[meteorite-list] Giant Asteroid Fragment Makes Impact

From: Ron Baalke <baalke_at_meteoritecentral.com>
Date: Thu May 11 13:28:22 2006
Message-ID: <200605111726.KAA11559_at_zagami.jpl.nasa.gov>

Public Relations Office
Cardiff University
Cardiff, U.K.

May 11, 2006

Giant asteroid fragment makes impact

A first-ever discovery of a fragment from a giant meteorite which
crashed to Earth millions of years ago could cause a re-think about
asteroid collisions with our planet.

Dr Iain McDonald of the School of Earth Ocean & Planetary Sciences was
among the international research team who identified the 25cm sized
fragment, found in a frozen magma pool at the bottom of the giant
Morokweng crater in South Africa. The unique discovery, which has just
been published in Nature, gives a direct insight into what was happening
in the solar system 144 million years ago.
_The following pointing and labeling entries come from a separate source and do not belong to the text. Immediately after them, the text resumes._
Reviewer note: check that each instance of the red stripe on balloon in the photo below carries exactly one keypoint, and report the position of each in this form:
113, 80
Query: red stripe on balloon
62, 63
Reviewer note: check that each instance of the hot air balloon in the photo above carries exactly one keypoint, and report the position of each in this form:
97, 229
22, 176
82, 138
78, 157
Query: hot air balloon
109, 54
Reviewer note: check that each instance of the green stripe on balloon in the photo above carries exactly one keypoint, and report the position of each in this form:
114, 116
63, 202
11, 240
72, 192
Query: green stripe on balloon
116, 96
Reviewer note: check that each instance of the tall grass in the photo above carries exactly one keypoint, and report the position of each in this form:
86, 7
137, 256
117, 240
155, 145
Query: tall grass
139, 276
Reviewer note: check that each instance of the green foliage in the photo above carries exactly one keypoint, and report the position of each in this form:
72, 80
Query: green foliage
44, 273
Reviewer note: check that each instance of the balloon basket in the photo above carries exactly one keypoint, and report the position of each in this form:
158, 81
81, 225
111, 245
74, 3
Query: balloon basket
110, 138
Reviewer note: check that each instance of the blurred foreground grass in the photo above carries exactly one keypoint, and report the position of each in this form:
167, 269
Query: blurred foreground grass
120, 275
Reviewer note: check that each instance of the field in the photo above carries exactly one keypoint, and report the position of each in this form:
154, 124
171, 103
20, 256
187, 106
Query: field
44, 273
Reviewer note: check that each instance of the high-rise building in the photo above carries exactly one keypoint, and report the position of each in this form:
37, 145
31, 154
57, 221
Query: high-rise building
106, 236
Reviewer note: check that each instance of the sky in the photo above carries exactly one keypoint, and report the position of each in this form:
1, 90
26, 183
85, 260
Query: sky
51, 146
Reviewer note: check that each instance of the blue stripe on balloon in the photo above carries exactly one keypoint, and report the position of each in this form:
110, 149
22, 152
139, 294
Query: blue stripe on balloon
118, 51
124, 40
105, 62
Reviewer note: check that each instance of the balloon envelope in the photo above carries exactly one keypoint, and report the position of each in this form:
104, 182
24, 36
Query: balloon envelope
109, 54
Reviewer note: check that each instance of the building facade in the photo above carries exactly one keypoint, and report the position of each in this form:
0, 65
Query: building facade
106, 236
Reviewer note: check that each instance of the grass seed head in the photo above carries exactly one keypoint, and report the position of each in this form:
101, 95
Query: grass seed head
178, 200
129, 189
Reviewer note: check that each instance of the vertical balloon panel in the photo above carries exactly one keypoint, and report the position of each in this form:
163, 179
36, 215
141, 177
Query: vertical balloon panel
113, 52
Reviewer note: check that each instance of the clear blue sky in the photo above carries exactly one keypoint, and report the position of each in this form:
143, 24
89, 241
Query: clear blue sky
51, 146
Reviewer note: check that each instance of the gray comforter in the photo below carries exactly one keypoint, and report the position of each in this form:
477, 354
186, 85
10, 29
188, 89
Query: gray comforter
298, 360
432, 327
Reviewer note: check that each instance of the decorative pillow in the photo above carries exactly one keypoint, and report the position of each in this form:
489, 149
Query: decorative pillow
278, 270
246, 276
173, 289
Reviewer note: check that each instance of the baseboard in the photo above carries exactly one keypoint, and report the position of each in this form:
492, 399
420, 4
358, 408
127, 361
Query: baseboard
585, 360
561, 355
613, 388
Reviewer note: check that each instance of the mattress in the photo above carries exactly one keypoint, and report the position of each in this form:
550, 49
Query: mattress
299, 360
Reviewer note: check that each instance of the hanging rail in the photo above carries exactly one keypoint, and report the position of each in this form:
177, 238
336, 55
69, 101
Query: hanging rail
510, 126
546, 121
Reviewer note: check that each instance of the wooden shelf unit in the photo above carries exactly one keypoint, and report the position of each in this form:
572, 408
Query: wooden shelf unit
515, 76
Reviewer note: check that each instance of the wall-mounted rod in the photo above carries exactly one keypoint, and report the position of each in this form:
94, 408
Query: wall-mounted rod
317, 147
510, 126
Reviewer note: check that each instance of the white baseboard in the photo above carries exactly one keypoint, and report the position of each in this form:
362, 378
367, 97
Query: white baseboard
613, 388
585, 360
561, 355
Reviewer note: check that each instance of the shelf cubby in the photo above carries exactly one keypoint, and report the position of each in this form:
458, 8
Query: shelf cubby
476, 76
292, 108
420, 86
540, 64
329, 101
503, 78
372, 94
The researchers found the fossilised meteorite fragment 766m below the
surface whilst helping a company searching for copper and nickel in the
giant Morokwong crater in South Africa. The international team comprised
researchers from South Africa, America, Canada and the Universities of
Cardiff and Glasgow.

Dr McDonald, who led the UK component of the research team, said: "This
was a huge stroke of luck, as had the borehole been sited just a metre
away, it may have missed the object altogether. For the first time it is
possible to hold in your hand an actual piece of a giant asteroid that
hit the Earth. This intact fragment may tell us a lot more about the
insides of asteroids than we currently know."

Scientists have long believed that large asteroids or comets are
obliterated by the enormous temperatures created when they collide with
the Earth. Smaller impact craters of less than 4 kilometers diameter
have been found to contain meteorite fragments. It was thought that any
asteroid generating a crater larger than 4 kilometres in diameter would
be completely destroyed, but the new discovery challenges that view.

Morokweng is a very large crater of 70 kilometres diameter, and the
fragment?s survival suggests the asteroid struck the Earth at a lower
speed than has been assumed in the past.

Dr McDonald, who analysed the composition of the fragment, revealed a
further twist to the story of the meteorite, of a type called an
ordinary chondrite.

He said: "Morokweng is no run of the mill meteorite. It shows some
striking differences when compared with other known meteorites, such as
the absence of iron-nickel metal. It appears that the Morokweng
meteorite may have come from a very different part of the parent
asteroid than other ordinary chondrites which currently fall to earth."

To highlight its unique status, fragments of the asteroid have gone on
display at the Science Museum's Antenna news gallery from Thursday 11th May.